Indeed, for researchers in search of a definition, they seem to have an awful lot to say about the definition they claim to have not yet settled upon.

For example, they claim:

[A]sserting that a conspiracy theory is any kind of thinking or explanation that involves a conspiracy—real, possible or imaginary—and that’s all there is to it, seems like a premature attempt to settle the issue, as if the topic itself was a non-topic and anyone—and that’s a lot of people—who thinks there is something there of interest is simply misguided, or manipulated (Dieguez et al. 2016, 22).

That is to say, they are at least aware that scholars have presented definitions of what counts as a ‘conspiracy theory’, and they have found said definitions wanting. That—at the very least—means they are operating with some definition of the subject-at-hand.[2] (And we would be the last to suggest that conspiracy theories are not of interest.)

So, what is their definition?

For the time being, thus, a “conspiracy theory” is what the conspiracist mindset tends to produce and be attracted to, an apparently circular definition that rests on ongoing work but is firmly grounded in relevant research fields such as cognitive epidemiology, niche construction and cognitively driven cultural studies, and could be refined or refuted depending on future results (Dieguez et al. 2016, 30).

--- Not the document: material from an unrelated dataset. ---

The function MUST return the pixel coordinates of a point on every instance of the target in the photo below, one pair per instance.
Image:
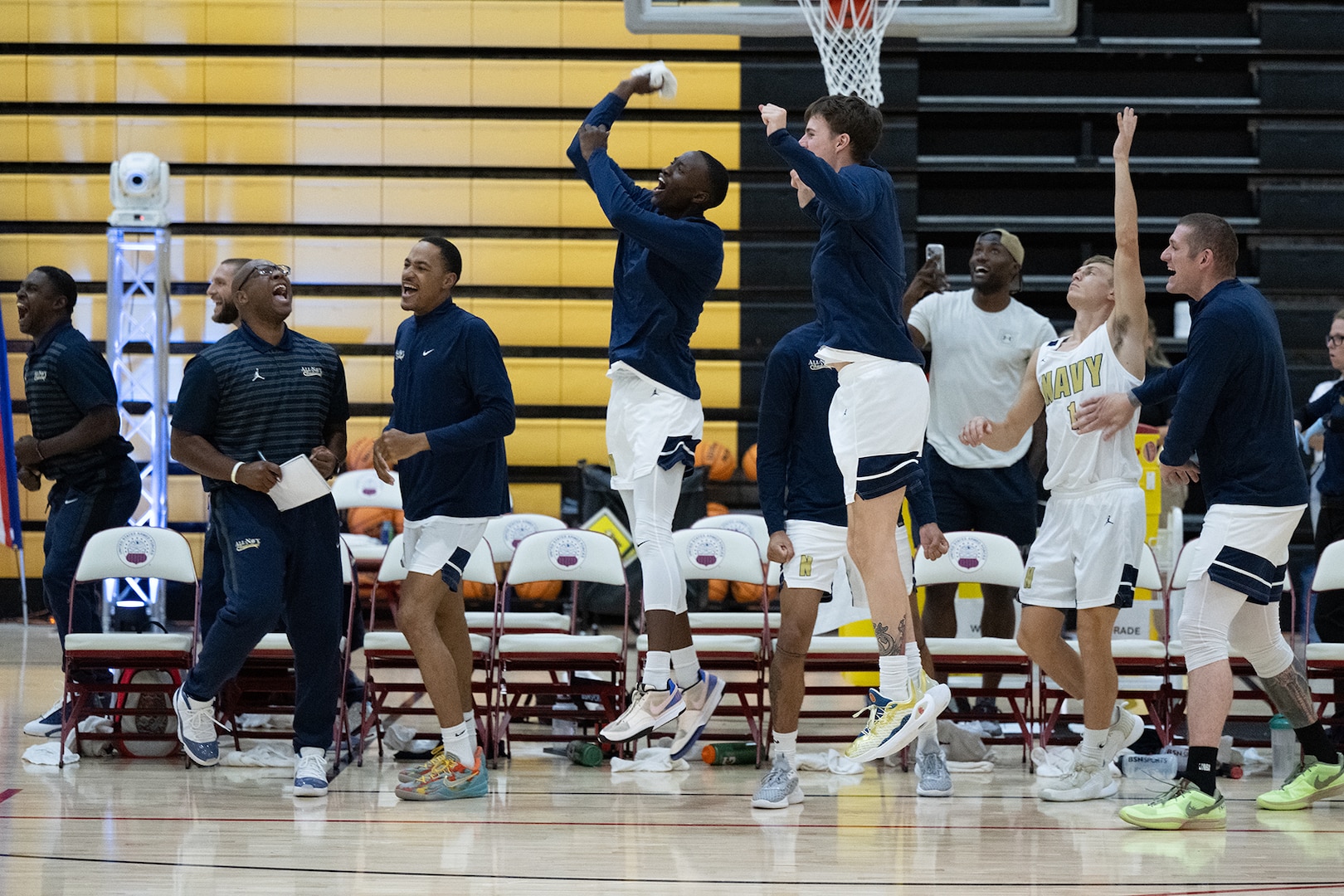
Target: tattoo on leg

Where do we start? They define conspiracy theories as irrational to believe despite earlier in their piece admitting some conspiracy theories have turned out to be warranted. Either they think those warranted theories somehow only became rational to believe over time (at which point we can say they are ignorant of the history of certain prominent examples) or they are being inconsistent with their terminology. Both issues have long been addressed in the wider academic literature.

It follows, then, from their definition that a conspiracy theorist is simply a believer in some irrational theory about a conspiracy. It is telling that they defend their scientific endeavour by pointing only towards weird and wacky conspiracy theories. They ask why alien shape-shifting reptile theories persist, and, yes, that is a good question. Yet they do not talk about the alleged conspiracy theories which turned out to be warranted nonetheless, like the Moscow Show Trials, the Gulf of Tonkin Incident, or Watergate. It’s as if these examples of people theorising about actual conspiracies (yet being accused at the time of being irrational conspiracy theorists) are not of interest to them. Could it be because their theoretical basis for their scientific endeavour is entirely predicated on the idea that conspiracy theorists are not only gullible or subject to confirmation bias, but pathologically so—to the point that scientifically-informed state intervention is desirable? They ask us to explain why unwarranted conspiracy theories persist. We could ask them to explain how they would have reacted to John Dewey’s claim the Moscow Trials were rigged back in the 1930s, or to the claim that U.S. intelligence agencies were sweeping up intercontinental communications (subsequently documented by Edward Snowden).

What makes this all the worse is they acknowledge they start with a circular definition; a conspiracy theory is the sort of thing that attracts a deficient type of person, one plagued by a conspiracy mindset (which is assumed to be a problem from the get-go, rather than, say, the more widespread problems of confirmation bias, or premature closure of inquiry). Yes, people who believe things that are not true is a problem, so why not start there? That they proceed from a circular definition of the core concept, and then expect empirical research to fix fundamental conceptual problems, is just bad research design.

The Crux of the Matter

We stand, then, by our earlier claim that these social scientists seem to be committed to shutting down talk of conspiracy theories (Basham and Dentith 2016). After all, why would they not? They believe them to be, in all cases, bad beliefs. This, then, is the heart of our disagreement. We (both the authors of this article, and the undersigned of the piece the social scientists replied to) have done the conceptual work the social scientists claim they want to uncover in their empirical work. Now, they could embrace that fact, and consider the work of their academic peers seriously, using it to look at the cases where beliefs in conspiracy go awry (and also at those wonderful examples where it turned out the conspiracy theory was not just true, but well-evidenced and warranted to believe from the outset).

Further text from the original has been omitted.